Hasil pemilu diperkirakan akan diperoleh pada Sabtu malam, dan hasilnya akan diawasi secara ketat oleh Beijing hingga Washington - mitra militer utama Taiwan - ketika kedua negara adidaya tersebut berebut pengaruh di wilayah yang sangat strategis dan penting ini.

Selama kampanye yang riuh, Lai dari Partai Progresif Demokratik (DPP) menyatakan dirinya sebagai pembela cara hidup demokratis Taiwan.

"Setelah saya terpilih sebagai presiden, saya akan terus menempuh jalan demokrasi dan perdamaian. Saya akan mendukung kelompok kebebasan dan demokrasi internasional," kata Lai pada rapat umum terakhirnya pada Jumat.

Lawan utamanya, Hou Yu-ih dari partai oposisi Kuomintang (KMT), lebih menyukai hubungan yang lebih hangat dengan Tiongkok dan menuduh DPP memusuhi Beijing dengan pendiriannya bahwa Taiwan "sudah merdeka".

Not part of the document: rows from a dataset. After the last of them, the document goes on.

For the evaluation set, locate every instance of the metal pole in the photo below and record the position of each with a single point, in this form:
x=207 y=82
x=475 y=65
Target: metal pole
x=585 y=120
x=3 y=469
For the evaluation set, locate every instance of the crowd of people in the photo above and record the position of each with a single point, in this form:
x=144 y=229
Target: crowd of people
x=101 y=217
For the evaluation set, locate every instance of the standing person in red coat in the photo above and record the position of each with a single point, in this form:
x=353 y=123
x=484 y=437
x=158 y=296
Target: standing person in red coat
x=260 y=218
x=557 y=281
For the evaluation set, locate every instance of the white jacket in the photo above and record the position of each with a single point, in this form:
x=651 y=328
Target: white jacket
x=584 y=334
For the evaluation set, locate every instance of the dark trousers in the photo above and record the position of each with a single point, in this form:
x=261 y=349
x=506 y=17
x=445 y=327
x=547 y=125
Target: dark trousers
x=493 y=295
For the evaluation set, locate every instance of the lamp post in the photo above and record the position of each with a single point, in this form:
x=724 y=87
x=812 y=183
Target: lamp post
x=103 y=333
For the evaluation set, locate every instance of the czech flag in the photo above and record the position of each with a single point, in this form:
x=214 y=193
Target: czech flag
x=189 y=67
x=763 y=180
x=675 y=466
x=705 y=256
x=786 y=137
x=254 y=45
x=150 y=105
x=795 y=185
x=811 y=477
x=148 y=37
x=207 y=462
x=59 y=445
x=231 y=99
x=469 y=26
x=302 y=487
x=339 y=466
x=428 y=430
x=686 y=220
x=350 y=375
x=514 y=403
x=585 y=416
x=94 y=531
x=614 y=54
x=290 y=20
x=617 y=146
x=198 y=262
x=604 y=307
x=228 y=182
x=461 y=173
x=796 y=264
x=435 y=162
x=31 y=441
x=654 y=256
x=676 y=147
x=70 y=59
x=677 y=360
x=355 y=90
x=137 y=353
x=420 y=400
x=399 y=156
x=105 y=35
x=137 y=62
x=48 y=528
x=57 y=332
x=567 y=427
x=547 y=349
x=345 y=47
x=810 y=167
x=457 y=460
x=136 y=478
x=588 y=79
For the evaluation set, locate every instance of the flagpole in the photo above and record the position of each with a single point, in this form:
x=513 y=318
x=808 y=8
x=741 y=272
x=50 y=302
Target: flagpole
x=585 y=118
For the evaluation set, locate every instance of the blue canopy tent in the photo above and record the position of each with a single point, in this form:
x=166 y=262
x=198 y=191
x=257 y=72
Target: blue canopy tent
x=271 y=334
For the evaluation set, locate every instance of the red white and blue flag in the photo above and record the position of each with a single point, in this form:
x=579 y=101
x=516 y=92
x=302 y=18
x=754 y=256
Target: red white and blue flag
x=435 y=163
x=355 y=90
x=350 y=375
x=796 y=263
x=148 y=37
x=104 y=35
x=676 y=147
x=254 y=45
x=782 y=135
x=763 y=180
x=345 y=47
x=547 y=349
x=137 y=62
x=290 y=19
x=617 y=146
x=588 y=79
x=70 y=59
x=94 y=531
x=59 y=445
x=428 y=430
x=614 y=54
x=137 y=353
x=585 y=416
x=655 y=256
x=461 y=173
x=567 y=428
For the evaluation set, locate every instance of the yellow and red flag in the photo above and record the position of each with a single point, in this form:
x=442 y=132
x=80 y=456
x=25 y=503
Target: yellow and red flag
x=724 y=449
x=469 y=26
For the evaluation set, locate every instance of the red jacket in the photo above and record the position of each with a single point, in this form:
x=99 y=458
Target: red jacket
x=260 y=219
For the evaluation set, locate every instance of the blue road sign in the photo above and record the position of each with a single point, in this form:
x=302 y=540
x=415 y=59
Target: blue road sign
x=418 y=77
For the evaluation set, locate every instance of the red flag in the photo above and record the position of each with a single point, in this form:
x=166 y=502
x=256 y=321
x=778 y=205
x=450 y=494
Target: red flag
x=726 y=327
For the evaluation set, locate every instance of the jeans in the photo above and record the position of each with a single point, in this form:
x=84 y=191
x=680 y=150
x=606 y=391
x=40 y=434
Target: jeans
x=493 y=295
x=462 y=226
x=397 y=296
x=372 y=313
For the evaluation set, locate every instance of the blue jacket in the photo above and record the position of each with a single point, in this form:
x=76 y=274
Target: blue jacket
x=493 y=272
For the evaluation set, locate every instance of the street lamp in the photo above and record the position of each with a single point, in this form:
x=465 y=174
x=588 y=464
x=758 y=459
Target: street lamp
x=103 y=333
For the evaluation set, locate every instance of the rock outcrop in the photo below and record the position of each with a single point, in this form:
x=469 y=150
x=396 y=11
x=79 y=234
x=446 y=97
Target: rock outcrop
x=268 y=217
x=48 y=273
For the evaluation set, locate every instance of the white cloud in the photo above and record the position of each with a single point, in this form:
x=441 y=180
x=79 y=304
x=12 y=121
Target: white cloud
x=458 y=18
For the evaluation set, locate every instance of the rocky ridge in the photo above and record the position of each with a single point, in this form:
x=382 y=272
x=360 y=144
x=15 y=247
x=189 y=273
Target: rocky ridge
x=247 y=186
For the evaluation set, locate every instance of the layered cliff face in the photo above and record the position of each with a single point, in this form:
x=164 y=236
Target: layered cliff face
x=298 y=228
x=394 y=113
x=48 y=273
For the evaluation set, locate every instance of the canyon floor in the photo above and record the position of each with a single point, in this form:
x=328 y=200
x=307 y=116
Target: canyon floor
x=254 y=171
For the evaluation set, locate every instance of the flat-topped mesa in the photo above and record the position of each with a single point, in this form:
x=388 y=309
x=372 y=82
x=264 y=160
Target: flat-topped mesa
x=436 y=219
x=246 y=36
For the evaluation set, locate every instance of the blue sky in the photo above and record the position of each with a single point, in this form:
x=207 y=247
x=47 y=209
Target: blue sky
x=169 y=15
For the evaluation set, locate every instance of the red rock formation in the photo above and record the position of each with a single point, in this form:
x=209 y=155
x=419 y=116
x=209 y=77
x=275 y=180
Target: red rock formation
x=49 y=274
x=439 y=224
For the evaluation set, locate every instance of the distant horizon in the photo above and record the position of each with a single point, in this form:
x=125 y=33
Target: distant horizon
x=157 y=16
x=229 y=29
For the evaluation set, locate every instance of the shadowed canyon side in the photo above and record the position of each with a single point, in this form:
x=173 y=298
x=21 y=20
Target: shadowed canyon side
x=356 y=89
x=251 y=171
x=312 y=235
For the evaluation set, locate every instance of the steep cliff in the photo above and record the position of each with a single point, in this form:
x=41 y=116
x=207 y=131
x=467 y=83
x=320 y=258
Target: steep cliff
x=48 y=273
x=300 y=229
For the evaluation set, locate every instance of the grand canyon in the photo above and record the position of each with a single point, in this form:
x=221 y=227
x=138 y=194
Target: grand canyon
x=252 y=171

Hou mengatakan pihaknya akan meningkatkan kesejahteraan ekonomi, sambil menjaga hubungan yang kuat dengan mitra internasional, termasuk Amerika Serikat.

Taiwan melarang penerbitan jajak pendapat dalam waktu 10 hari setelah pemilu, namun pengamat politik mengatakan Lai yang berusia 64 tahun diperkirakan akan memenangkan kursi teratas, meskipun partainya kemungkinan besar akan kehilangan mayoritas di parlemen.

Persaingan ini juga ditandai dengan bangkitnya Partai Rakyat Taiwan (TPP) yang populis, yang pemimpinnya Ko Wen-je mendapat dukungan dengan tawaran anti-kemapanan "jalan ketiga" untuk keluar dari kebuntuan kedua partai.